La réussite manifeste du film tenant en partie au jeu d’un naturel déconcertant du jeune débutant Daichi Watanabe [6] qui exprime à travers cette chronique de l’adolescence un spectre émotionnel allant du comique naïf, au ridicule assumé en passant par l’émotion contenue. Sa grâce timide ne semble jamais poussive ou feinte, malgré la mise en scène qui tend à enrober l’ensemble dans une sorte de candeur au velouté nostalgique. Par sa pureté innocente, il parvient à traduire avec conviction les troubles de l’âge de la puberté masculine, sans jamais tomber dans l’introspection torturée ou le sentimentalisme béotien, rappelant ainsi la vigueur joyeuse des seishun eiga (films de jeunesse) d’antan.

Si le wonder boy Kankuro Kudo, auteur du brillant scénario de Iden & Tity, a cette fois cédé sa place à Kosuke Mukai (Linda Linda Linda), l’esprit de Jun Miura demeure intact, servi à merveille par la mise en scène appliquée de Taguchi.

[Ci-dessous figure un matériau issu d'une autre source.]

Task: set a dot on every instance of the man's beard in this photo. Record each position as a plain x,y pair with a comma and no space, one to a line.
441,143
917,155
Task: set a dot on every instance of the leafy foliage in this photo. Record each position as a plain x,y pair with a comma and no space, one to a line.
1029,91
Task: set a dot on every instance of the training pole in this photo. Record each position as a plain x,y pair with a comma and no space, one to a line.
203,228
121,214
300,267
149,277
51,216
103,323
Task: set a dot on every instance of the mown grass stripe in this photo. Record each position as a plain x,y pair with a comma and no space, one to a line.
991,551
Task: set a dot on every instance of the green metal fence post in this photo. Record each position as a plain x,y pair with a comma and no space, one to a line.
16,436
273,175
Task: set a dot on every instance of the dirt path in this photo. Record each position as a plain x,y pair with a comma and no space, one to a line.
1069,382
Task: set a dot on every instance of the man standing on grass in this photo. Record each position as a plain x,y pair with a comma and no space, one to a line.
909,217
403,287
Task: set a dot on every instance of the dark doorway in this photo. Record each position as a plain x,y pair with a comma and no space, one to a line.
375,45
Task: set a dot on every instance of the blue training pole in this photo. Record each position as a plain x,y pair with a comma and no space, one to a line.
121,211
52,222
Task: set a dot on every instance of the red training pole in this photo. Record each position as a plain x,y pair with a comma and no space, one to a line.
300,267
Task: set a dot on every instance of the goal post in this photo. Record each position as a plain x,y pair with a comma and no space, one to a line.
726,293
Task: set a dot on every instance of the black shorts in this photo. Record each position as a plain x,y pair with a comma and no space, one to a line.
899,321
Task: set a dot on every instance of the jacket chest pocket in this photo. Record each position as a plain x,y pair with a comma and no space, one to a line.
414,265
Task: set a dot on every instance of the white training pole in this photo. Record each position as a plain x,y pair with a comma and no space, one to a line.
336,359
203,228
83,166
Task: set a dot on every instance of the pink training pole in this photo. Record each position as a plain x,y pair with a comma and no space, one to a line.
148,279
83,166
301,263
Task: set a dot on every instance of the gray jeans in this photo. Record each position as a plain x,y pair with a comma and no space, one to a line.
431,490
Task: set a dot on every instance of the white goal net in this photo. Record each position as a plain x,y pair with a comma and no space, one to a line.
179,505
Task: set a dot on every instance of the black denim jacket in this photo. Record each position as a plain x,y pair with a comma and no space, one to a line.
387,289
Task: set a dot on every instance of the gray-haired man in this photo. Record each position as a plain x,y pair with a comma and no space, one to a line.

En faisant un saut temporel à rebours des années 80 aux années 70, le cinéaste poursuit avec sensibilité et sincérité ses chroniques musicales généreuses, célébrant la jeunesse perdue tout autant que l’affirmation de l’individu au travers de son épanouissement artistique, pour le plus grand nombre et notre plus grande joie.

Site officiel du film (en Japonais) http://shikisoku.jp

Oh, My Buddha ! a été présenté dans la section Nippon Cinema au cours de la 10ème édition du Festival du film Japonais de Francfort Nippon Connection (2010).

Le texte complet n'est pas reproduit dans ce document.